TEXTO I
O HOMEM E O TEMPO
(Antero de Quental)
Disse o Homem ao Tempo: – Ó gênio triste!
Onde a tua caverna horrenda e escura?
Por que trazes velhice e desventura
À minha carne que te não resiste?
Abomino-te a clava estranha e dura
Que dilacera tudo quanto existe!...
Por que razão me segues, lança em riste,
Estendendo-me as noites de amargura?
Por que fazes o riso envolto em pranto
E derramas o fel do desencanto
No doce vinho da felicidade?
Quem és tu? Monstro ou deus, arcanjo ou fera?
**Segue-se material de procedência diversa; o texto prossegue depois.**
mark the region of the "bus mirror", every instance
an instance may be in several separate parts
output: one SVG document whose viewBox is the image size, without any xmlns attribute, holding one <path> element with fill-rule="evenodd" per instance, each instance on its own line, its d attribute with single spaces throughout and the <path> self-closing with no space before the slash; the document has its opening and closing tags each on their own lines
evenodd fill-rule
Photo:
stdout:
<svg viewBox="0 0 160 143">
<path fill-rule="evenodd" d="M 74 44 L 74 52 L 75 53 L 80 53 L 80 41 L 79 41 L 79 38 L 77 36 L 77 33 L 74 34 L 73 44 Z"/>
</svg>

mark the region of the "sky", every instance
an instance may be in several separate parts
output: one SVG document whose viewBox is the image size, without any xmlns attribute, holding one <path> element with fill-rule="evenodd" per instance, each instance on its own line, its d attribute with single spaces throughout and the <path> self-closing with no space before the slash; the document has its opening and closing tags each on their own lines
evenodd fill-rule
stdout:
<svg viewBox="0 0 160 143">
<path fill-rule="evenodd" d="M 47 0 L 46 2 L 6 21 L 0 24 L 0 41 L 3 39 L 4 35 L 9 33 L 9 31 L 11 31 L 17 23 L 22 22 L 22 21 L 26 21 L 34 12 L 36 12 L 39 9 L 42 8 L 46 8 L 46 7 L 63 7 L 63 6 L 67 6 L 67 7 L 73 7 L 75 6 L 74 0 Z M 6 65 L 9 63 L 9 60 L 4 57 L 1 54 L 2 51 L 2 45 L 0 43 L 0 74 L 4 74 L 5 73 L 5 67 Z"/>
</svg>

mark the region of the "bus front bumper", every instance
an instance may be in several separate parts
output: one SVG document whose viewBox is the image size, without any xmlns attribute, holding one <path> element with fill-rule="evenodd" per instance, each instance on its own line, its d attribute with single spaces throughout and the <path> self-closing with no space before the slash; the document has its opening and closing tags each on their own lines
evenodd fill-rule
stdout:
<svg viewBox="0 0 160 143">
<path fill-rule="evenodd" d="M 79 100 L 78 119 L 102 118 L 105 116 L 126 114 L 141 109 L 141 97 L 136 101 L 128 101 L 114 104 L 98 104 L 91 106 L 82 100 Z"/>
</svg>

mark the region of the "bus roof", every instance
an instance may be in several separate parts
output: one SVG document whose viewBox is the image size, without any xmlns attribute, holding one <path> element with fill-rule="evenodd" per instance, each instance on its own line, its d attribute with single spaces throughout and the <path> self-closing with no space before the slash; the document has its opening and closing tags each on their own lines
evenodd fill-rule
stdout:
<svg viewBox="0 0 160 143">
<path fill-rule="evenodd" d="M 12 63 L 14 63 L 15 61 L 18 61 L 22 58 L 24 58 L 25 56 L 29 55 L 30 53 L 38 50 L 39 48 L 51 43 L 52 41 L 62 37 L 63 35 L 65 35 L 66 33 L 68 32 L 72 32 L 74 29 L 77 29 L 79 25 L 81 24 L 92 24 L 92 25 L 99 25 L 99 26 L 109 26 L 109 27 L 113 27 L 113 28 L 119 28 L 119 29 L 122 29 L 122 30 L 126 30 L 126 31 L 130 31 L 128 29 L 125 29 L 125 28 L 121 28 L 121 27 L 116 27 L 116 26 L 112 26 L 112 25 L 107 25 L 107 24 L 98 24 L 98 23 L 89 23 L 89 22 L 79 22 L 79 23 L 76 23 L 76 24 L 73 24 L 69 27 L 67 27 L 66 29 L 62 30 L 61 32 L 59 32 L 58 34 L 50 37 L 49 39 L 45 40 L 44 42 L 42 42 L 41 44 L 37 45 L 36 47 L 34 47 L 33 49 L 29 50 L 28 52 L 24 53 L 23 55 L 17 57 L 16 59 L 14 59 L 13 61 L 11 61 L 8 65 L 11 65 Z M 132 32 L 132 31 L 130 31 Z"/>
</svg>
Onde o ninho de sombra que te espera
Nos remotos confins da Eternidade?!
II
Mas o Tempo exclamou:– Ergue-te e lida!...
Sou pajem divino que te exorta
A seguir para os Céus, de porta em porta,
Amparando-te os passos na subida...
Eras apenas larva indefinida
Quando arranquei-te à treva fria e morta.
Desde então, sou a luz que te transporta,
De forma em forma, para a Grande Vida.
Dou-te alegria e dor, miséria e glória,
Para que guardes, puro, na memória,
O amor de Deus que, em tudo, anda disperso...
Louva o trabalho que te imponho aos dias.
Sem meus braços, irmão, não passarias
De um verme preso às furnas do Universo.
TEXTO II
Poucos pensadores influenciaram tão decisivamente a reflexão sobre o tempo quanto Aurélio Agostinho de Hipona (Aurelius Augustinus Hipponensis, 354-430). Nascido no norte da África, professor de retórica antes de sua conversão, Agostinho é autor das Confissões, obra em que a filosofia ganha um tom inesperadamente íntimo. É ali que ele formula uma pergunta que atravessa séculos: “O que é, pois, o tempo?”.
E a resposta – ou melhor, a dificuldade de responder – é reveladora: para Agostinho, sabemos o que é o tempo enquanto o vivemos; perdemo-lo quando tentamos explicá-lo.
Agostinho rompe com a ideia de tempo como algo puramente externo, mensurável com um relógio. Para ele, o tempo se dá na interioridade: o passado vive na memória, o presente na atenção, o futuro na expectativa. Não são três tempos objetivos, mas três modos de experiência.
Em uma perspectiva linguística, a expressão do tempo em português (como em outros idiomas) parece acompanhar essa reflexão. Quando dizemos “lembro da viagem”, “estou lendo agora” ou “vou resolver isso amanhã”, não apenas localizamos ações – organizamos experiências no fluxo da consciência.
É por isso que os tempos verbais não funcionam como etiquetas rígidas. Mais do que marcar quando algo ocorre, a língua indica como o falante se posiciona diante do tempo, isto é, como se inscreve, no próprio ato de enunciar, no fluxo entre o que já foi, o que é e o que ainda não é. É nesse sentido que o tempo linguístico é inseparável da enunciação.
O tempo verbal presente, por exemplo, pode indicar um instante limitado ao momento da enunciação (“É meio-dia e um minuto”), pode demarcar um período já iniciado e que se estenderá além do momento da enunciação (“O país já está em clima de Copa do Mundo”) ou ainda indicar uma “verdade” perene (“Filho de peixe peixinho é”). Ainda que sejam diferentes extensões de presente, todas têm um elemento comum: há uma coincidência entre o momento do evento e o momento da enunciação. O presente linguístico não equivale ao presente físico, uma vez que, na língua, o que temos é uma fração temporal linguisticamente construída.
Há, aqui, um ponto de encontro: a filosofia de Agostinho descreve o tempo como vivido; a língua o expressa com base na experiência. Na perspectiva da enunciação, esse tempo não é apenas representado, ele é produzido no próprio ato de dizer.
Disponível em: https://jornal.usp.br/artigos/o-tempo-que-se-diz-entre-santo-agostinho-e-benveniste/
TEXTO III

Disponível em: https://www.guaranyjunior.com.br/2023/05/21/nada-muda-se-voce-nao-mudar/
PROPOSTA
Com base nos textos de apoio, redija um texto dissertativo-argumentativo sobre o tema “A relação entre o homem contemporâneo e o tempo”, tendo em vista os seguintes aspectos:
• Redija seu texto obedecendo a modalidade culta da língua portuguesa;
• utilize argumentos e fatos para fundamentar seu ponto de vista;
• consulte seu edital para dissertar de acordo com o número de linhas exijido pela banca avaliadora; e
• dê um título ao texto, caso essa seja uma exigência do seu edital.